An appeals court deferred action on challenges to immigration laws
The court will wait until the Supreme Court rules on the Arizona immigration law
Some provisions of the Georgia and Alabama laws have been blocked
The 11th Circuit Court of Appeals announced Thursday that it will not render an opinion on the challenges to tough laws against illegal immigration in Georgia and Alabama. The appeals court will let the Supreme Court first make a decision in a case regarding a similar law in Arizona.
The three-judge panel made the announcement before the start of a planned hearing on such laws passed by the legislatures of Georgia and Alabama.
Both states in December filed a motion to halt the proceedings in the case following the Supreme Court’s decision to consider the Arizona immigration law. The appeals court denied the motion at the time.
Arizona’s law, aimed at cracking down on illegal immigration, catapulted the issue onto the national stage in 2010, drawing a lawsuit from the U.S. Department of Justice, which argues the law is unconstitutional. Since then, several other states have passed similar measures.
Alabama’s law, known as HB 56, considered the toughest in the nation, would require police who make lawful traffic stops or arrests to try to determine the immigration status of anyone they suspect might be in the country illegally. But recently, a federal appeals court at least temporarily blocked some provisions, including one requiring Alabama officials to check the immigration status of children in public schools.
In Georgia, a federal judge issued a preliminary injunction against its law, HB 87, temporarily blocking key provisions.
The sections would allow police to inquire about immigration status when questioning suspects in certain criminal investigations. They also would punish people who, during the commission of a crime, knowingly transport or harbor illegal immigrants. Something like speeding or driving without proper equipment could constitute a crime.
Alabama Attorney General Luther Strange issued a statement saying he expects the law to be found constitutional, and it is designed to work in cooperation with federal policies.

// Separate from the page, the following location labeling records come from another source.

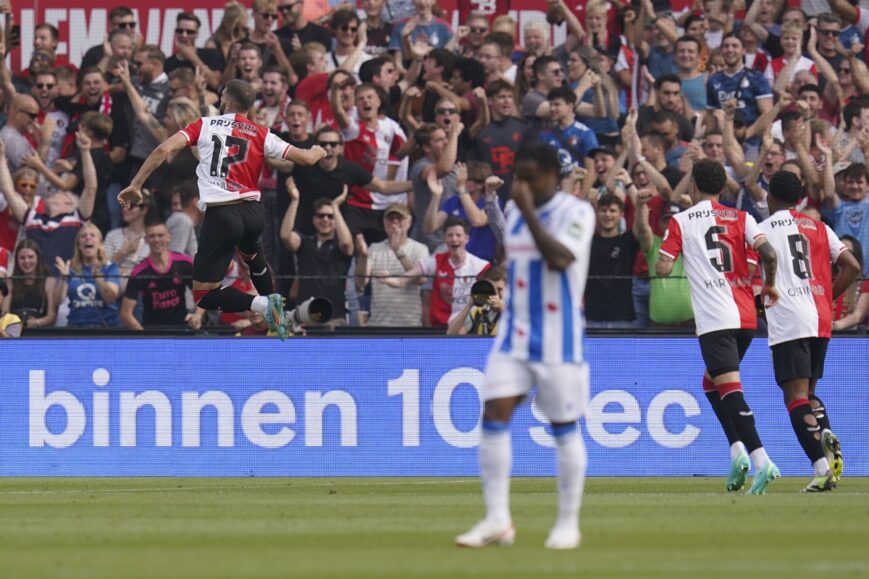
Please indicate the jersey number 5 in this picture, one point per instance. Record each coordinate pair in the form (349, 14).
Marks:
(239, 156)
(722, 259)
(800, 261)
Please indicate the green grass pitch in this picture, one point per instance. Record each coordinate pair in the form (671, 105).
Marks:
(264, 528)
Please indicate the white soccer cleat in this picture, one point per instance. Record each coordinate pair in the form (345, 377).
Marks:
(563, 538)
(487, 533)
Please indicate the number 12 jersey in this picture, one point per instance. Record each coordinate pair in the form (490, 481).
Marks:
(232, 152)
(715, 241)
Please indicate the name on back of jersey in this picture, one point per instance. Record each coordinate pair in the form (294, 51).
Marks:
(239, 126)
(723, 214)
(805, 222)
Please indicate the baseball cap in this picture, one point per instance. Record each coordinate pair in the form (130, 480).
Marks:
(399, 208)
(608, 150)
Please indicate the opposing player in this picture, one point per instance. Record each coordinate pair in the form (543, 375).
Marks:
(714, 240)
(800, 325)
(548, 241)
(232, 151)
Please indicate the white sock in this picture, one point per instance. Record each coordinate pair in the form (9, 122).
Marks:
(496, 457)
(572, 460)
(736, 449)
(821, 466)
(759, 458)
(260, 305)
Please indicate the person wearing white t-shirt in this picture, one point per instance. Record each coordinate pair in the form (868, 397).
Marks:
(801, 323)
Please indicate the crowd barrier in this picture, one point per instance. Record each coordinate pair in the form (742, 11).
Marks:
(377, 407)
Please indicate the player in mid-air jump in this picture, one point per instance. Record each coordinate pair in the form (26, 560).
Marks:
(801, 323)
(714, 240)
(548, 243)
(232, 152)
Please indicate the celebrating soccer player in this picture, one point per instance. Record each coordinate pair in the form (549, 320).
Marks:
(714, 241)
(232, 151)
(548, 241)
(800, 325)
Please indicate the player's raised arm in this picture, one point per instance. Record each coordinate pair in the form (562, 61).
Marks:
(132, 195)
(305, 157)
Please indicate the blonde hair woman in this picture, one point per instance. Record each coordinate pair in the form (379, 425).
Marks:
(232, 29)
(90, 281)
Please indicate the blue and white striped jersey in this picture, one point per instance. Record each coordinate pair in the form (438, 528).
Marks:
(543, 319)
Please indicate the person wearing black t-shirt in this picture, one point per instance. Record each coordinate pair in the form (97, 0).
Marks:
(327, 253)
(609, 302)
(161, 279)
(329, 177)
(209, 60)
(295, 25)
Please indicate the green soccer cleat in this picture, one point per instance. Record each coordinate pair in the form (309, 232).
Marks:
(274, 316)
(821, 484)
(763, 477)
(833, 450)
(738, 471)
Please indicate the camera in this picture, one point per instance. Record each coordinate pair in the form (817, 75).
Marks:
(481, 291)
(312, 311)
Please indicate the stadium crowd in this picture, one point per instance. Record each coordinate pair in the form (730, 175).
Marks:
(421, 123)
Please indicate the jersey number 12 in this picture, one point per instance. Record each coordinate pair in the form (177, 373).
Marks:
(239, 156)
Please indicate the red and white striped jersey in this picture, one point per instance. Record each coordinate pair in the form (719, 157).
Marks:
(376, 150)
(806, 250)
(451, 286)
(714, 241)
(232, 154)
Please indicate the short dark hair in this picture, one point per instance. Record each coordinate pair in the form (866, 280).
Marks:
(502, 40)
(422, 136)
(326, 130)
(608, 199)
(153, 52)
(343, 17)
(444, 58)
(52, 30)
(497, 86)
(665, 116)
(275, 69)
(119, 12)
(321, 202)
(687, 38)
(855, 172)
(371, 68)
(789, 119)
(564, 93)
(495, 273)
(471, 71)
(189, 16)
(541, 63)
(672, 78)
(786, 187)
(733, 34)
(810, 88)
(99, 124)
(544, 155)
(457, 222)
(241, 93)
(709, 176)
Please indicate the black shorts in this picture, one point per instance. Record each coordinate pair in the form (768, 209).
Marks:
(225, 228)
(723, 350)
(368, 222)
(803, 358)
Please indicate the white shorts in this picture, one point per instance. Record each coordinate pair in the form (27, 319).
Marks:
(562, 389)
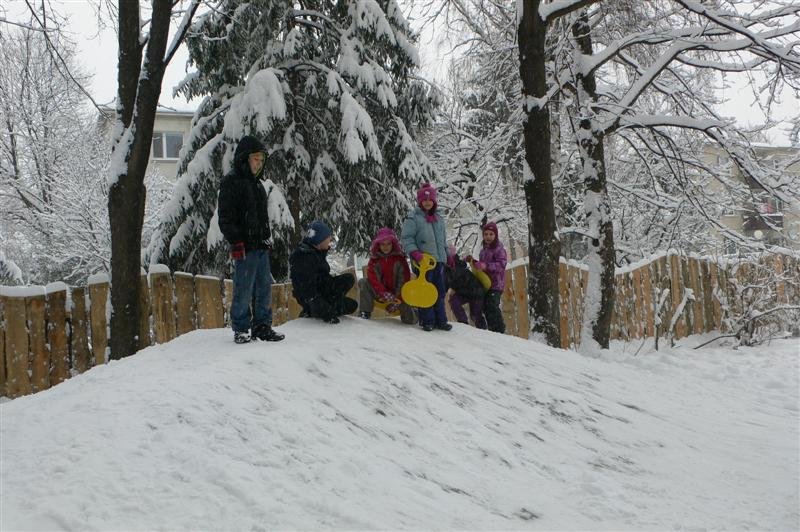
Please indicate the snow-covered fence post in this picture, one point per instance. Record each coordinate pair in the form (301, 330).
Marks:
(184, 303)
(714, 298)
(144, 312)
(79, 338)
(628, 305)
(57, 333)
(294, 306)
(16, 342)
(563, 295)
(698, 322)
(676, 287)
(98, 306)
(662, 300)
(638, 302)
(161, 300)
(227, 292)
(707, 295)
(521, 295)
(576, 295)
(3, 378)
(780, 287)
(507, 305)
(208, 294)
(39, 353)
(647, 300)
(280, 303)
(353, 293)
(688, 310)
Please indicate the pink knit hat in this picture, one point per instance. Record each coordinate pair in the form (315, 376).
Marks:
(427, 191)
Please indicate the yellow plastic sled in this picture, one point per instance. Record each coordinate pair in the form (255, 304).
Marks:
(483, 277)
(419, 292)
(382, 305)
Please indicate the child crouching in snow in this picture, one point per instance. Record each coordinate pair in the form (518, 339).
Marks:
(467, 289)
(493, 261)
(387, 272)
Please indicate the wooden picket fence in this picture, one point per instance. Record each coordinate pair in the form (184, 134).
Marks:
(49, 336)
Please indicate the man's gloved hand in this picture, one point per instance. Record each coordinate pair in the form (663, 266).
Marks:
(237, 251)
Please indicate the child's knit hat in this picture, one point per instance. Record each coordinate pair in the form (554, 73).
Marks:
(427, 191)
(317, 232)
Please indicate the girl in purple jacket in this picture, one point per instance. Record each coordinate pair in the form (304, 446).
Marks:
(493, 261)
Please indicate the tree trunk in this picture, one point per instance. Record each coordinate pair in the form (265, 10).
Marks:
(600, 256)
(137, 101)
(544, 246)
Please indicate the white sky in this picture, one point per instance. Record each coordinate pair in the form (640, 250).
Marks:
(98, 54)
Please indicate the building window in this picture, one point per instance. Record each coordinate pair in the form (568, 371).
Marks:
(167, 144)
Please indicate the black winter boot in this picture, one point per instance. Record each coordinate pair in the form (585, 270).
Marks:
(241, 337)
(265, 333)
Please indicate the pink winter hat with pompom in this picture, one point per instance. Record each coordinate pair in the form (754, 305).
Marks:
(427, 191)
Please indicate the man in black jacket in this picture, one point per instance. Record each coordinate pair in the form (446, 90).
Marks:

“Congress has a policy against illegal immigration,” he said. “Alabama’s law is consistent with what Congress wanted. It is ironic that in this case, the Obama administration is hoping to stop the operation of Alabama’s law and to undermine the purposes of Congress.”
Civil rights groups, which on Thursday argued before the judges that the laws are unconstitutional, highlighted that Thursday’s decision still means that parts of both laws are blocked until a higher ruling is made.
Until the appeals court issues a decision, the lower courts’ rulings in both cases will remain in effect.
“Alabama and Georgia are home to burgeoning Asian American communities and we are deeply concerned that HB 56 and HB 87 will only cause more fear and isolation among these communities,” said Marita Etcubanez, director of programs at the Asian American Justice Center.